We see that black people spend billions of dollars on hair products even though we don't control the manufacturing or the distribution.


Heavy stuff, though he could have been a little heavier, as a writer friend of mine argues, doing a better job making the historical connections and pointing out that back in the day hair texture could mean more for a black person's social status than skin color. In other words, the kink in your hair could make or break you.


The strength of the film comes from Rock's travels to India and his interviews with black women, particularly actress Tracie Thoms who talks about her decision to wear her hair natural. There's laughter but Rock gets at the desire to feel beautiful, the innate confidence boost one gets when your hair is right and the pain you feel when society tells you that your hair is wrong.


A black woman's hair is her glory, Maya Angelou says in the movie. Indeed, it is.

Tuesday, October 20, 2009

Where The Wild Things Are


I remember Max in his wolf suit tearing through a bedroom that changed into a jungle populated by monstrous creatures who turned out to be rather friendly. And in that imagined jungle, Max and his creature friends began their wild rumpus.

The book was Where The Wild Things Are, written by Maurice Sendak, and it remains one of my favorite reads from my childhood.

Spike Jonze, the crazy genius behind Being John Malkovich, manages to preserve the beautiful essence of that book in his screen version.

Max is played by newcomer Max Records, and the movie fills out the thin volume of pictures and words it is based on. Max has a mother (Catherine Keener) struggling to raise her son and daughter, balance her career and date.

Max is a rambunctious child, struggling with all those intoxicating emotions most nine-year-old boys are apt to have. He is needy and independent, his loneliness assuaged by his wandering imagination.

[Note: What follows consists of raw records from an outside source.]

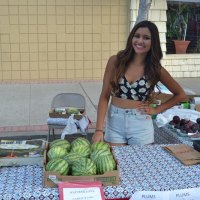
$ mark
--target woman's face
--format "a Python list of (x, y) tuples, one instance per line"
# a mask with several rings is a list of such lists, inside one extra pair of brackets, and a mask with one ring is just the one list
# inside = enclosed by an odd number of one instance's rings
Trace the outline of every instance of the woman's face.
[(132, 45), (137, 54), (146, 54), (151, 48), (151, 32), (148, 28), (138, 28), (133, 36)]

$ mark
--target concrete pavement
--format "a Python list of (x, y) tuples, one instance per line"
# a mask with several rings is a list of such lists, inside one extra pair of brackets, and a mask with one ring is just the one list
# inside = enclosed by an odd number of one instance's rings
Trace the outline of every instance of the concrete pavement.
[[(176, 78), (186, 93), (200, 94), (200, 78)], [(0, 84), (0, 134), (47, 130), (52, 98), (61, 92), (77, 92), (86, 98), (86, 112), (93, 125), (102, 81)]]
[[(77, 92), (86, 99), (86, 113), (96, 122), (102, 82), (29, 83), (0, 85), (1, 132), (46, 126), (51, 100), (61, 92)], [(15, 128), (11, 128), (15, 127)]]

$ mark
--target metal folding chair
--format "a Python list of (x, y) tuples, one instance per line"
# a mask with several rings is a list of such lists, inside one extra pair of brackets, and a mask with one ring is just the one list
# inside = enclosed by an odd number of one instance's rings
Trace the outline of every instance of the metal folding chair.
[[(81, 110), (85, 110), (86, 101), (85, 97), (79, 93), (60, 93), (53, 97), (51, 102), (51, 110), (55, 108), (67, 108), (75, 107)], [(47, 141), (49, 141), (51, 132), (53, 138), (55, 139), (55, 129), (64, 129), (66, 125), (47, 123), (48, 125), (48, 136)]]

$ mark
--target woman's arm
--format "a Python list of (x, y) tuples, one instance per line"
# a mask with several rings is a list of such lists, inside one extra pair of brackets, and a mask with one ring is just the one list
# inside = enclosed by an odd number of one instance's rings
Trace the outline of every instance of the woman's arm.
[(161, 69), (160, 82), (168, 88), (168, 90), (173, 94), (173, 97), (170, 98), (165, 103), (158, 106), (155, 109), (156, 113), (153, 113), (153, 114), (161, 113), (173, 107), (174, 105), (176, 105), (177, 103), (179, 103), (180, 101), (186, 98), (183, 88), (178, 84), (176, 80), (174, 80), (174, 78), (172, 78), (169, 72), (163, 67)]
[(116, 56), (111, 56), (108, 60), (106, 70), (104, 73), (103, 86), (97, 109), (96, 130), (92, 137), (93, 142), (103, 141), (104, 120), (108, 109), (108, 102), (111, 93), (110, 80), (113, 75), (115, 62), (116, 62)]

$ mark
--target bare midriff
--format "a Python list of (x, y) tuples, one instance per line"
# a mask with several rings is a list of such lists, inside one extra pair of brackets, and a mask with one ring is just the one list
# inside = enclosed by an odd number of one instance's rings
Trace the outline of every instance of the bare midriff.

One night, Max acts a fool, standing on the kitchen counter in his wolf suit while his mother tries to spend time with her boyfriend. He bites her on the shoulder and runs out into the street.

He sees a boat on water and sails to a faraway island where he meets those creatures, who at first want to eat him up but stop when he announces that he is a king with great power.

And this is when the wild rumpus begins.

Max runs wild with these creatures, led by Carol (voiced by a profanity-abstinent James Gandolfini). Rounding out the cast of monsters are KW (Lauren Ambrose), Judith (Catherine O'Hara), Alexander (Paul Dano), and Ira (Forest Whitaker), and Douglas (Chris Cooper).

For awhile, they all run through the jungle, causing fun-filled destruction. But underneath the fun is dysfunction, just like the dysfunction Max was running away from.

And this is where Spike Jonze, with help from a script written by Dave Eggers, shines, embodying his movie with both fantasy and raw emotion.

This is a kid's movie in lots of ways but it isn't. There are scary moments of disturbing behavior and circumstance.

Max isn't some lovable cute child. He's real, at least the way Max Records plays him, full of rage and immaturity, lost in the confusion of his life.

And the monsters have their own deep-seated insecurities, particularly Carol, full of jealous anger and an unbearable sadness.

I don't know how Spike Jonze did it but the movie somehow works, the fantasy and the reality all mixed together some kind of filmic stew. This world feels real even if it is only the result of Max's imagination.

And we, the audience, allow ourselves to be carried along on Max's journey fueled by pain and loneliness and the need we all have to know we are loved.

The movie ends, as the book does, with Max coming home to a hot bowl of soup, safe, loved, happy. Just as I was when I left the movie.